Perfis 3 minutos 12 Maio 2021

Não adianta, não é inglês

Um inspetor inglês do MICHELIN analisa a língua da gastronomia.

Bon appétit! Guten appetit! Buon appetito! Buen provecho! – todas variações da mesma saudação que nossos vizinhos europeus usam quando estão prestes a começar uma refeição. Os japoneses dizem itadakimasu; em cantonês é sik faan; em mandarim, chi fan; e na Coreia eles vão de jal meokkesseumnida – todos traduzidos livremente “vamos comer!” ou “vou comer bem!”

Nós, pobres britânicos, nos esforçamos para criar nossa própria versão. Tentamos confiscar o “Bon appétit!”, mas isso nos fez parecer afetados, e muitos prefeririam desistir da comida a serem considerados pretensiosos. Então, o que pode ser usado no lugar? O nada convincente “aproveite sua refeição” até tem alguma tração, mas soa menos como uma promessa de indulgência e mais como o prelúdio para um café da manhã de dia inteiro no Wimpy [fast-food inglês]. Mas, qual é a alternativa? Alguns preferem maior concisão e adotam o imperativo “aproveite!”, mas também soa como uma ordem que você teme ser complementada por uma repreensão como “e sente-se ereto, pelo amor de Deus!”.

Quando se trata da língua culinária dominante deste lado do mundo, os franceses simplesmente chegaram lá primeiro.

De “à la carte” a “chef de partie”, de bain-marie (banho-maria) a flambé, de soufflé (suflê) a millefeuille (mil-folhas) -- tantas palavras que usamos são deles, não nossas. Do lado inglês, emprestamos a eles os mais prosaicos “le parking” e “le sandwich”, então os linguistas franceses não precisam se sentir tão ofendidos.
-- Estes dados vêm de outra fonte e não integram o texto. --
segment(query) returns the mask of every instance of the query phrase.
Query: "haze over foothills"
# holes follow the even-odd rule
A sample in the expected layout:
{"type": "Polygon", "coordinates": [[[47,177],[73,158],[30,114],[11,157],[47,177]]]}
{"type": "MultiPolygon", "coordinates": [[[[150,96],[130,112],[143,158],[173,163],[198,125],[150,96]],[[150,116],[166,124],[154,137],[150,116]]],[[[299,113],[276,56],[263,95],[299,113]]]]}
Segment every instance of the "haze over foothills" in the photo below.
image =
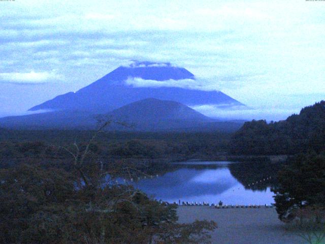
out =
{"type": "Polygon", "coordinates": [[[210,117],[282,119],[324,98],[325,2],[0,2],[0,116],[133,60],[184,67],[196,82],[170,83],[247,106],[192,107],[210,117]]]}

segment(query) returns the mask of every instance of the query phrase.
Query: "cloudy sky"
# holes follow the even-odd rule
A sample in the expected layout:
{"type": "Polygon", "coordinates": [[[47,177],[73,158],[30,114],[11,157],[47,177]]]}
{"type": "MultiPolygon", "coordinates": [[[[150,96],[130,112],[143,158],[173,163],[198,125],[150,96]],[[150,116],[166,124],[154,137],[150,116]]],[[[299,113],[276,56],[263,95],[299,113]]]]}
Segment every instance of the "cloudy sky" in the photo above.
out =
{"type": "Polygon", "coordinates": [[[325,99],[325,2],[0,2],[0,116],[75,91],[131,60],[168,62],[280,119],[325,99]]]}

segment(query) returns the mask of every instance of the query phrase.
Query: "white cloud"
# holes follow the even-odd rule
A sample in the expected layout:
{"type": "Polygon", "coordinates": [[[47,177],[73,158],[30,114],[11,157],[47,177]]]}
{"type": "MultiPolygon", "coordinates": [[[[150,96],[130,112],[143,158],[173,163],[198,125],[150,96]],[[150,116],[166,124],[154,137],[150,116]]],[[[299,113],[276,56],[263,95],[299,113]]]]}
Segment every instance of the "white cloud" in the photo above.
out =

Suflês La Passagère - Hotel Bellerives

Agora que a Inglaterra ostenta uma cena própria de restaurantes mundialmente renomados nos afastamos bastante dos menus macarrônicos do passado. Hoje em dia, as descrições são todas sucintas e elegantes -- algumas mencionam, com segurança, nada mais que o ingrediente principal. Porém, ainda é possível encontrar vez ou outra uma descrição floreada de um prato ou, pior ainda, trocadilhos belicosos: um ponto baixo pessoal foi ter visto um menu anunciar uma “apreensão de salada”. Os sábios entendem que procedência é tudo no cardápio, mas isso pode ir longe demais -- ninguém precisa saber de onde vêm as almofadas ou quem fabricou as colheres. E, é claro, colocar a palavra “artesão” em algum lugar faz milagres.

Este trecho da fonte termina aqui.